Peu de temps après avoir obtenu le poste de bénévole à l’École Macaulay, j’ai commencé un autre à la Société francophone de Victoria ce qui, comme j’ai découvert, sera tout à fait différent du premier ! Ici je travaillais à la réception où j’accueillais des gens, répondais au téléphone et aidais avec des devoirs divers du bureau. Le problème le plus sérieux ici était la difficulté que j’ai avec les variétés de français que je ne comprends pas. Soudain, je me suis rendu compte que la seule forme de français à laquelle j’étais exposée jusqu’à ce point a été la variété institutionnelle – l’une qui est considérée « standard ». Alors, j’ai dû adapter rapidement afin d’être réussie. Maintenant j’ai l’expérience avec les parlers accadiens, québécois et franco-ontariens. Malheureusement c’est encore un processus difficile et il faut que j’aie plus temps immergé dans ce type de contexte afin de connaître un vrai succès avec les variétés canadiennes.

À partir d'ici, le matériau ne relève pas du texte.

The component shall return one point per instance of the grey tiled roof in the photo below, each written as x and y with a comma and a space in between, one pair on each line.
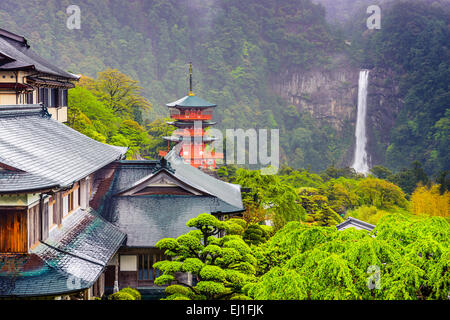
47, 152
355, 223
22, 57
148, 218
70, 260
228, 192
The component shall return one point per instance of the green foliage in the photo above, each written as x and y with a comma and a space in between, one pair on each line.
255, 235
221, 266
125, 294
133, 292
409, 256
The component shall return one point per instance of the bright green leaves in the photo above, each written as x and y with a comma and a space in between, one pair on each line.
192, 265
403, 258
222, 266
213, 273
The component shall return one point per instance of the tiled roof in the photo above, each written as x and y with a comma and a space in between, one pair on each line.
227, 192
355, 223
70, 260
191, 102
20, 56
47, 152
148, 218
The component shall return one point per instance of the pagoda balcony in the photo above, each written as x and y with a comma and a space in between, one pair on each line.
190, 132
190, 115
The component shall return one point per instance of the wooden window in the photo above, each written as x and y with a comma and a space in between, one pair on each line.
13, 231
65, 97
79, 195
43, 96
45, 224
30, 98
70, 199
145, 266
34, 225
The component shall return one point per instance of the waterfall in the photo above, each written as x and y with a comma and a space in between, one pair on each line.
361, 161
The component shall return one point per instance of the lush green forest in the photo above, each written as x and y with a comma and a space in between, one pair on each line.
237, 48
303, 256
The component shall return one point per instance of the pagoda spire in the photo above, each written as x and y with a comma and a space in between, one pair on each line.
190, 80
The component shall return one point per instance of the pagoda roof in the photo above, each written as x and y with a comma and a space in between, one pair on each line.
191, 101
180, 123
38, 152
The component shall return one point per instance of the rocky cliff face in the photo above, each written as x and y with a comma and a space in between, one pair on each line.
331, 95
383, 103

Pour conclure, je voudrais souligner la nécessité des contextes authentiquement francophones pour entretenir et encourager l’apprentissage du français chez des anglophones comme moi. J’attache de l’importance à mes connaissances académiques du français, cependant une compréhension des fondamentaux de la culture, de l’esprit et du peuple français est primordiale dans l’acquisition réussie de cette langue. Puisque les expériences françaises dans l’Ouest canadien sont rares, il faut que les apprenants soient créatifs et persévérants. J’ai l’intention de continuer ma quête pour les occasions d’améliorer mon français et de trouver de nouveaux amis francophones. 
Bien sûr j’ai envie d’explorer d’autres pays  du monde où on parle le français : ) L'aventure continue!             
(Ces photos sont d'un voyage en France avec ma soeur il y a sept ans)



          

1 comment:

  1. Quelles maginifiques photos! J;aime aussi beaucoup ton introduction en matière. je suis aussi d'accord que nous devrions avoir plus de cours qui mettent l'accent sur la maîtrise de l'oral.